In the end, he shouldn't have walked off -- rude and unprofessional -- but his heart just never seemed to be in it. Or maybe Ian was 7/8s too honky, who knows.
 
It was brill. LAD is brill. BBC now makes me furious most of the time. Even-handed it is not. Anything but, and smug, condescending and incestuous a lot of the time. I'd say Andrew Neil is an exception, others may disagree, but the mainstream literary and cultural scene is rather too cosy. And sanctimonious with it. You've taken what some might see as a few chances with other guests on LAD, and there could have been backlashes - from vested interests with thin skins. But the guests and the conversations were absolutely worth it. I hope there will be more shows in future.

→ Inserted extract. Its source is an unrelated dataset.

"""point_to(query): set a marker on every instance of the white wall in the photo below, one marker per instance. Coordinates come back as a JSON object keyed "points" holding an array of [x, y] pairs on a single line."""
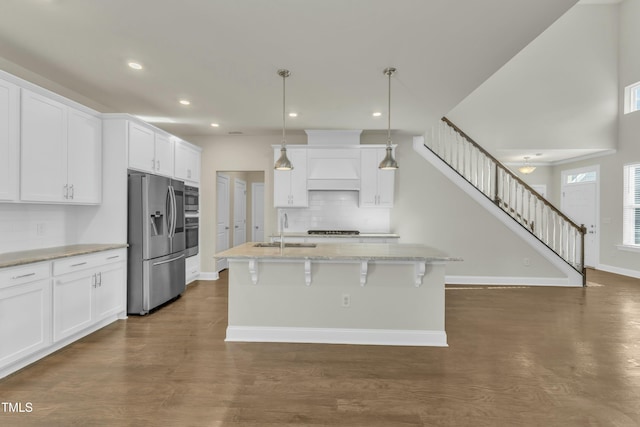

Yup, I've given up on the BBC.
 
I live in Canada and that interview is what drew me to Litopia. Robert Boyden grew up as a white guy in an area of Toronto called Willowdale, which, when he lived there, was very Canadian Anglo-Saxon. That's his background and it is well reflected in his books. It's no surprise that many in the First Nations community are very upset that he has been made into the darling "Native" representative and spokesperson by the elite establishment in this country while real Natives with real Native experiences feel that they are being ignored and even silenced. There are several Native publishers in Canada who publish books by some very talented indigenous people so it's not like there aren't plenty of authentic voices out there. They just aren't being given the same speaking privileges as Robert Boyden. For many it's the continuation of colonization by co-opting their identity and re-writing their stories to fit a traditional British-Canada agenda and elitist system. I think they have valid concerns.